O Tribunal Judicial de Leiria condenou esta terça-feira oito dos dez arguidos julgados num caso do rapto de uma menor para forçar casamento a penas de prisão efetiva entre cinco anos e meio e nove anos e nove meses.
O coletivo de juízes deu como provados a maioria dos crimes de rapto agravado, na forma tentada e consumada, homicídio qualificado na forma tentada, com ameaça de arma de fogo, detenção de arma proibida, dano simples e ofensas à integridade física qualificada, com alguns crimes a sofrerem alteração jurídica, condenando oito arguidos a penas de prisão entre os cinco anos e seis meses e os nove anos e nove meses.

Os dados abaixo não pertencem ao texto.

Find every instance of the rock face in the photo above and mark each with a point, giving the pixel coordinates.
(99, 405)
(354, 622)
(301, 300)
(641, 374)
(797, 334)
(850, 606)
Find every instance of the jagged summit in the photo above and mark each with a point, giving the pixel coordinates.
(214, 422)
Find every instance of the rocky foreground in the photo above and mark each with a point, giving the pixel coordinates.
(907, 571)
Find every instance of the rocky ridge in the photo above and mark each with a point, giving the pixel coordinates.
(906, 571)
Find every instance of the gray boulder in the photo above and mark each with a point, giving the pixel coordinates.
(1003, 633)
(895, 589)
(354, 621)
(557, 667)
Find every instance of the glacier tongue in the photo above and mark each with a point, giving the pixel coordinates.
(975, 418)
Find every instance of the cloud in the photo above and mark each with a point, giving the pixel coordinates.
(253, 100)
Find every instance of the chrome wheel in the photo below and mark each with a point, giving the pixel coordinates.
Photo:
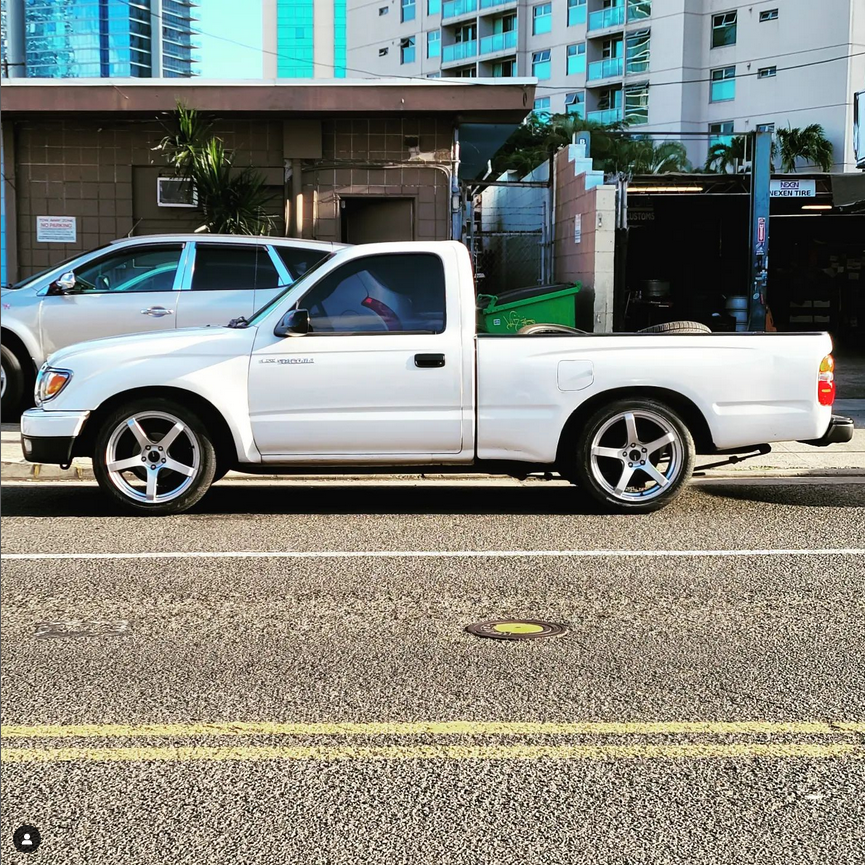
(636, 455)
(152, 457)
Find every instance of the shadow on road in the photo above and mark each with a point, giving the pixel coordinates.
(252, 500)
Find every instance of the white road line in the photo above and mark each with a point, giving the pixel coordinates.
(438, 554)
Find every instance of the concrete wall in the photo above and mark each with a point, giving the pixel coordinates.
(591, 260)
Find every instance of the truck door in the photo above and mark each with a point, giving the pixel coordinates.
(379, 375)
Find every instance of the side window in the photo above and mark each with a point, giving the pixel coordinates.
(232, 266)
(380, 294)
(299, 261)
(139, 268)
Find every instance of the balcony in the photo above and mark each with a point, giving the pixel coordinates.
(604, 18)
(499, 42)
(606, 116)
(609, 68)
(459, 51)
(455, 8)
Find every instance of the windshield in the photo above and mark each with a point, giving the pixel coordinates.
(304, 280)
(37, 276)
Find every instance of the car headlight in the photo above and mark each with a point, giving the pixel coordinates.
(50, 382)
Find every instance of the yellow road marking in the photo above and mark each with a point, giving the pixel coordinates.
(437, 728)
(644, 751)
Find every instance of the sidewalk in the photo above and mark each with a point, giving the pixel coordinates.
(788, 459)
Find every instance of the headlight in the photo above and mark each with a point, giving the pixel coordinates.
(50, 382)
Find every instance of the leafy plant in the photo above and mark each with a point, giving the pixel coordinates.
(231, 200)
(809, 144)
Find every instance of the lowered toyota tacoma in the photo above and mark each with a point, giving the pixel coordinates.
(373, 361)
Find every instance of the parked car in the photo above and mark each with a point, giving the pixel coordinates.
(142, 284)
(373, 359)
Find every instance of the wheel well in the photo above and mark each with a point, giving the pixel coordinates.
(690, 414)
(16, 345)
(223, 441)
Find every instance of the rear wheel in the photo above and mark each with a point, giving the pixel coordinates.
(154, 457)
(11, 383)
(634, 455)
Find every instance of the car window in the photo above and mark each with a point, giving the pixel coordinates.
(137, 268)
(299, 261)
(220, 268)
(380, 294)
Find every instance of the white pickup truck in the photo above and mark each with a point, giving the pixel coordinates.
(373, 360)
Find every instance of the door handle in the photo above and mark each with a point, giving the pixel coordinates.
(427, 361)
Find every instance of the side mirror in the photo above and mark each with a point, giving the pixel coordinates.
(64, 284)
(294, 323)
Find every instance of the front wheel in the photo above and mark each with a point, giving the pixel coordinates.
(154, 457)
(634, 456)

A condenação mais baixa, em cúmulo jurídico, foi de cinco anos e seis meses de prisão, tendo a pena mais alta sido de nove anos e nove meses. A advogada que vinha acusada de um crime de favorecimento pessoal na forma tentada foi absolvida, assim como outro arguido por falta de provas do seu envolvimento.
A falta de comparência e a não notificação de uma das acusadas levou a que a juíza presidente decidisse, na primeira sessão, pela separação no processo e um julgamento à parte desta arguida.
O coletivo de juízes deu credibilidade aos depoimentos dos menores que seriam forçados a casamento. “A memória estava mais fresca e desperta” e os menores, “de forma isenta, credível e descomprometida, relataram os factos que presenciaram de uma forma muito linear e clara, que mereceram credibilidade”, considerou o coletivo de juízes.
“O tribunal ficou convencido que os depoimentos dos menores são o mais aproximado do que aconteceu naqueles dois dias e por isso valorou os factos”, reforçou a juíza.
Segundo a presidente do coletivo de juízes, “a menor tinha dito que [os arguidos] já apresentaram desculpas e que os perdoava, mas os factos são demasiado graves para serem perdoados”.
O tribunal de Leiria deu como provado a acusação do Ministério Público (MP), que refere que, no dia 29 de maio de 2021, um dos arguidos, “de acordo com os costumes e tradição ciganos”, pediu ao ofendido que a sua filha, à data com 13 anos, “ficasse noiva” do seu filho, também de 13 anos, “com vista a futuro casamento entre os menores”, tendo o ofendido concordado.
Mais tarde, o ofendido telefonou a um dos arguidos e “disse-lhe que já não pretendia dar a filha em noivado”.
Nessa sequência, alguns dos arguidos em “conjugação de esforços” (…) “engendraram um plano para subtraírem a menor” da sua residência, em Santa Eufémia, concelho de Leiria.
O objetivo, segundo o despacho, era levá-la até ao outro menor, por forma a que “mantivessem relações sexuais de cópula e, assim, levar a que os progenitores da menor acabassem por consentir no almejado casamento a celebrar segundo os costumes e tradições da etnia cigana e por força dos mesmos”.
Os arguidos deslocaram-se a casa da família e o pai do menor apontou a arma à barriga do pai da rapariga, mas a pistola encravou. Após desencravá-la, o arguido efetuou “um disparo para a parede ao lado da qual se encontrava o ofendido, provocando um buraco na parede”. E com um novo disparo atingiu o ofendido no joelho direito, lê-se na acusação.
Outro arguido tentou entrar no quarto, onde se encontrava a menor, os seus dois irmãos e o pai, chegando mesmo a “alcançar um braço da menor”.
“Alertados pelo barulho, acorreram ao local vários vizinhos e familiares dos ofendidos” e os arguidos acabaram por abandonar o local, sem antes ameaçarem os ofendidos e danificado o veículo dos mesmos.
Segundo o MP, depois de ser ameaçada, a jovem foi levada para uma residencial na Marinha Grande, onde a esperava o menor, para que ambos passassem a noite. Aquele, a “dado momento, perguntou-lhe se esta queria ‘fazer coisas’, o que significava e foi por esta entendido como ter relações sexuais, o que a menor negou”. O jovem não insistiu, adianta o MP. “Os menores não casaram de acordo com os costumes e tradições ciganos”, refere a acusação.